Apesar do sucesso com as indústrias, as negociações com investidores brasileiros não foram tão simples. "Como temos poucos cases de startups bem sucedidas trabalhando com a indústria no Brasil, os fundos de venture capital ficavam receosos", diz Marinelli.
Com o aporte da Y Combinator e da Norte Capital, os sócios estão confiantes de que a maré vai mudar. "A YC valida a tese de que o nosso mercado é grande o suficiente e tem potencial", diz o fundador.
Fora do Brasil, existem algumas empresas com propostas de negócio similares à da Tractian. Uma delas é a israelense Augury, que usa o som, a vibração e a temperatura das máquinas para prever falhas.

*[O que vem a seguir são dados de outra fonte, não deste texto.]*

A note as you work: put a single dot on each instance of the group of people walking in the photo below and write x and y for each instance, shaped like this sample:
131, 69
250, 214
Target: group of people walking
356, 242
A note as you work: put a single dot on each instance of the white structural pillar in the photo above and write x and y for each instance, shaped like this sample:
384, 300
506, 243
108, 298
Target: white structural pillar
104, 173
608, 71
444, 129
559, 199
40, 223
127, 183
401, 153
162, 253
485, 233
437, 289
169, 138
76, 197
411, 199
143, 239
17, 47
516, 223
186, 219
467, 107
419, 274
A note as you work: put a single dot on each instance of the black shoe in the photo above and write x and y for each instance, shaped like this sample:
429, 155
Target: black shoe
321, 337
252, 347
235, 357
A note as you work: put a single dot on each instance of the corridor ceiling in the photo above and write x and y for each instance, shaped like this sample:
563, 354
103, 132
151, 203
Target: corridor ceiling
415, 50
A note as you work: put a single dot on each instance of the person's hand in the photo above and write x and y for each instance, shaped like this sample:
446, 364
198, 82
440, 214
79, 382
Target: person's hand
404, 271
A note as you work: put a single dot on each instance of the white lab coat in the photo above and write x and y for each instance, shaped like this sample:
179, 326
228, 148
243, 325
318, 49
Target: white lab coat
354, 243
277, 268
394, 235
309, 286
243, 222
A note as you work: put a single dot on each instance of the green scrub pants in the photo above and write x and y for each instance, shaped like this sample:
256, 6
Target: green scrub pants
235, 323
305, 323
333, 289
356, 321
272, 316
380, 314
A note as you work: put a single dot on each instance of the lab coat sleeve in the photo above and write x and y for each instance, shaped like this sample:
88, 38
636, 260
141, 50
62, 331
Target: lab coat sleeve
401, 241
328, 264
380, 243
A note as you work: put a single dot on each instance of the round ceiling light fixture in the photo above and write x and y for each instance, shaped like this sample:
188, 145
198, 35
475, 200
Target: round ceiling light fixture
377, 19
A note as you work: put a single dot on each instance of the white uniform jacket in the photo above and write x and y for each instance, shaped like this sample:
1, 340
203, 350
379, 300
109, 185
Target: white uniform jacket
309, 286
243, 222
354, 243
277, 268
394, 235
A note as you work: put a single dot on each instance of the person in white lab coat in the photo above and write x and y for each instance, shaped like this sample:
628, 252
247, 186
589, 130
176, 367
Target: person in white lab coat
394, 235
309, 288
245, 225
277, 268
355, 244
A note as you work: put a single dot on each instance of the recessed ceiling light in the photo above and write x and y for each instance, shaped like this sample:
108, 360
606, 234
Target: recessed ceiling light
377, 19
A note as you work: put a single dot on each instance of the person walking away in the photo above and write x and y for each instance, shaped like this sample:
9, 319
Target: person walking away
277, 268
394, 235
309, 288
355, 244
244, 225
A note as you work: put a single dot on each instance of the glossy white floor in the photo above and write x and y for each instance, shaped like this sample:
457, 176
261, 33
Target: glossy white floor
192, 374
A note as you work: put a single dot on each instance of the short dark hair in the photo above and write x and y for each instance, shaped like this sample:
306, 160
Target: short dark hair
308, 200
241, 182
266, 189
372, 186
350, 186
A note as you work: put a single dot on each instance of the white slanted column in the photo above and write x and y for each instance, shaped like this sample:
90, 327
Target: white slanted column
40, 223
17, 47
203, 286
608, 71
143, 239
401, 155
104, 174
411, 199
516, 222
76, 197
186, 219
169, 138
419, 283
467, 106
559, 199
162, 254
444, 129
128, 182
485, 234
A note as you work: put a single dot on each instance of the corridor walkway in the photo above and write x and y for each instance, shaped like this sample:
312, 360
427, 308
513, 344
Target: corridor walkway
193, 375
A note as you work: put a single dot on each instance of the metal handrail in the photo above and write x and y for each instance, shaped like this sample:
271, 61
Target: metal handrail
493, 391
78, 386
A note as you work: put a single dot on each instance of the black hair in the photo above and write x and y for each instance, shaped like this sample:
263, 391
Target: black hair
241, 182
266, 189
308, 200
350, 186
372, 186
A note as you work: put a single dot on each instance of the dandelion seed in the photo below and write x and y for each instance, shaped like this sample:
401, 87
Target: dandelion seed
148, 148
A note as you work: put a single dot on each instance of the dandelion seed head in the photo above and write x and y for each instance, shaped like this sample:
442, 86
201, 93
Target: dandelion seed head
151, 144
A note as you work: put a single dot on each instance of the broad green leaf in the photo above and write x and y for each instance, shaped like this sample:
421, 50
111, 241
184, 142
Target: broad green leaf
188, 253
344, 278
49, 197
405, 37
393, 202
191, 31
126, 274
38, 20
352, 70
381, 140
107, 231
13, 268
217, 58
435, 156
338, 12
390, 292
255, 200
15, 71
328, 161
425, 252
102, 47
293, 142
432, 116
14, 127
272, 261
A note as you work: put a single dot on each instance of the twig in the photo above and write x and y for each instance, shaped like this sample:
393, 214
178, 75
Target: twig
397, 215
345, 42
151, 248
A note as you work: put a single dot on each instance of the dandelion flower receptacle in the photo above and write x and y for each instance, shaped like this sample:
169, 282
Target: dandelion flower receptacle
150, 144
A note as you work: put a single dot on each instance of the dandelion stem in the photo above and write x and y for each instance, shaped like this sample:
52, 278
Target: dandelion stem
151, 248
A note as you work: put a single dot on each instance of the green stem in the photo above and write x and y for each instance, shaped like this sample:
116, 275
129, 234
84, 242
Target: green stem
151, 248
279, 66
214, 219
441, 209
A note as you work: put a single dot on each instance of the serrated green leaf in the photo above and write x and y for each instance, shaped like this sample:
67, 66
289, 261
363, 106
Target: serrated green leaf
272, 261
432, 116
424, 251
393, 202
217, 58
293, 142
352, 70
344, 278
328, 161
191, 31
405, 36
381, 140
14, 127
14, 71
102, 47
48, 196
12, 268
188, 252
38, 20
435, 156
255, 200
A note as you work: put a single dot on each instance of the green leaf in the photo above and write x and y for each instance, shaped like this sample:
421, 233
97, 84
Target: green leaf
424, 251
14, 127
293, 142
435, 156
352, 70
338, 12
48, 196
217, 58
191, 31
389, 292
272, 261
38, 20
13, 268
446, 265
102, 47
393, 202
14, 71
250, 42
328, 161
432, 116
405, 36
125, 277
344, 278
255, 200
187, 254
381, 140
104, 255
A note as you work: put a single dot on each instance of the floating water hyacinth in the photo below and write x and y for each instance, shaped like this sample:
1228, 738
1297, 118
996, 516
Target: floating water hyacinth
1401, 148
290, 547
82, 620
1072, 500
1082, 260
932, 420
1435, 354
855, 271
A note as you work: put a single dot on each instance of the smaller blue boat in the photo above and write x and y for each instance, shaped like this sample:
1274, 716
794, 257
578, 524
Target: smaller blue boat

Em outubro do ano passado, a companhia levantou 55 milhões de dólares em uma rodada série D liderada pelo fundo israelense Qumra Capital. A varejista Amazon também tem trabalhado com inteligência artificial para melhorar a produtividade das fábricas e a segurança dos trabalhadores.
Com companhias maiores e mais capitalizadas disputando o mercado, a Tractian acredita que precisa crescer rapidamente para não perder o timing do negócio. "Enquanto não estivermos nas 500.000 pequenas e médias indústrias do Brasil, não vamos sossegar", diz Marinelli.